SELECT * FROM "user_product_reviews"."edu_upenn_wharton_randa_amazon_user_review_db" 
limit 10;

returns 409cca25-38ac-4a97-9062-a4e0a77644d9

SELECT
regexp_extract(reviewtext, '.{0,50}sucks.{0,50}')
FROM "user_product_reviews"."edu_upenn_wharton_randa_amazon_user_review_db"
WHERE category = 'Home_and_Kitchen'
AND description LIKE '%vacuum%'
AND reviewtext LIKE '%sucks%'
AND overall = 5
limit 10;

Returns

  1. it fine in the model I have and the vacuum really sucks now (pun intended).
  2. I could make a lame joke the fact that it really sucks, but a vacuum this amazing deserves a joke of hi
  3. Never thought I’d give a 5 stars on an item that sucks. And boy, does it ever. I’ve vacuumed everyday fo
  4. xtension, one perfect for those who have cats. It sucks in cat hair like crazy. One head is powered with
  5. irty which proves this cleaner actually works and sucks all the dirts. Highly recommended.
  6. maneuvering around furniture super easy! And it sucks better than those expensive vacuums. It has a ho
  7. e. Features to love about this vacuum: * really sucks up the dirt – it sucks in a good way. We had a p
  8. f the previous reviewers. This B&D vacuum really sucks! And I mean that in a great way. Very lightweig
  9. t. But, it does big work! Its easy to handle, and sucks up all that grime that builds in your carpet. I a
  10. asy to assemble and man when I tell you that this sucks the dirt from the foundation of your house lol.
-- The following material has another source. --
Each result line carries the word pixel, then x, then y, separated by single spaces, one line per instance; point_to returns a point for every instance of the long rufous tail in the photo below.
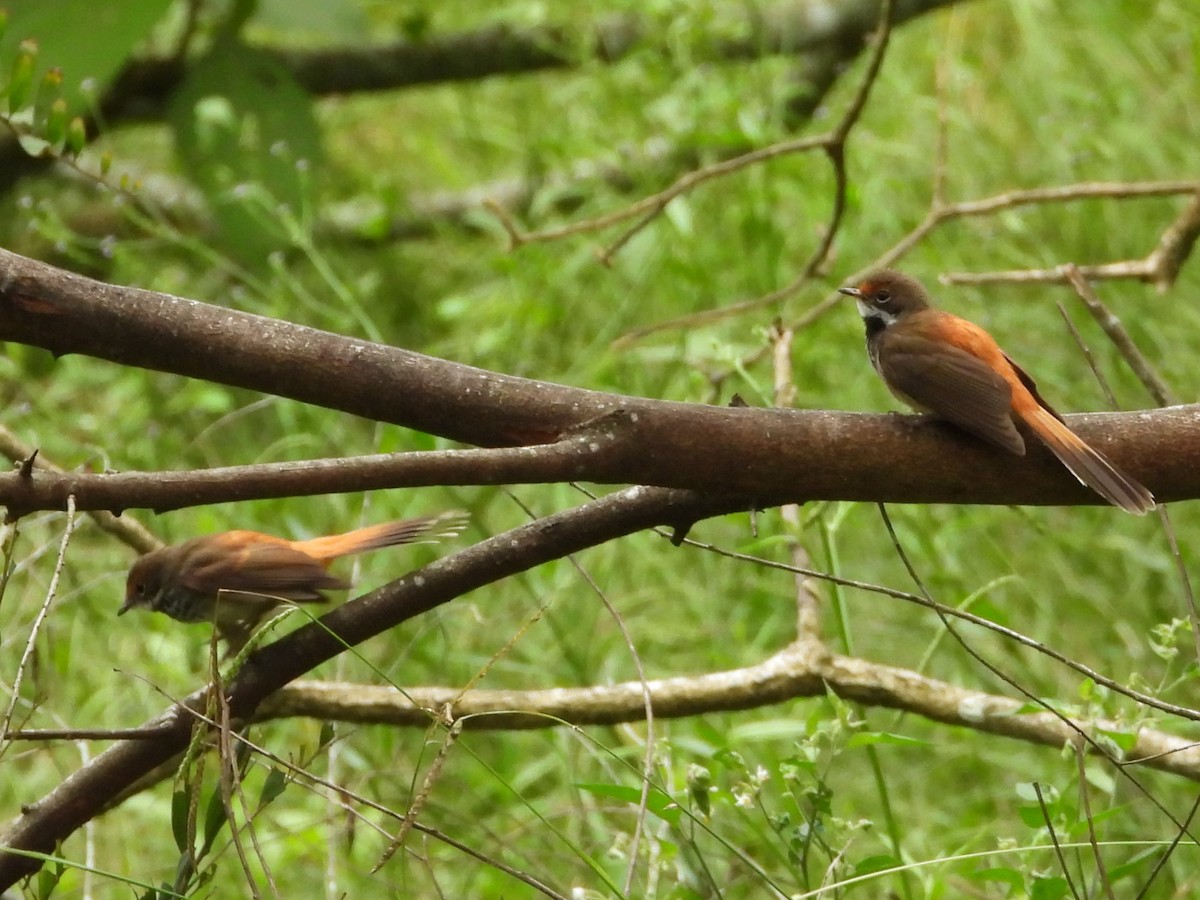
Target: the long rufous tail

N

Fields

  • overall (bigint) – User rating (1-5)
  • verified (boolean)  Is the review verified (true, false)
  • reviewtime (string) – Timestamp formatted like “10 30, 2009”
  • reviewerid (string) – Amazon generated user id
  • asin (string) – Unique Amazon generated product id
  • reviewername (string) – User supplied name
  • reviewtext (string) – Review text
  • summary (string) – Summary of Review text
  • unixreviewtime (bigint) – Timestamp formatted in epoch time.
  • vote (double) – Userful voters form other users
  • title (string) – Product title
  • description (string) – Product description
  • category (string) (Partitioned)
  • year (string) (Partitioned)
  • month (string) (Partitioned)

Citation

Please cite the following paper if you use the data in any way:

Justifying recommendations using distantly-labeled reviews and fined-grained aspects
Jianmo Ni, Jiacheng Li, Julian McAuley
Empirical Methods in Natural Language Processing (EMNLP), 2019
pdf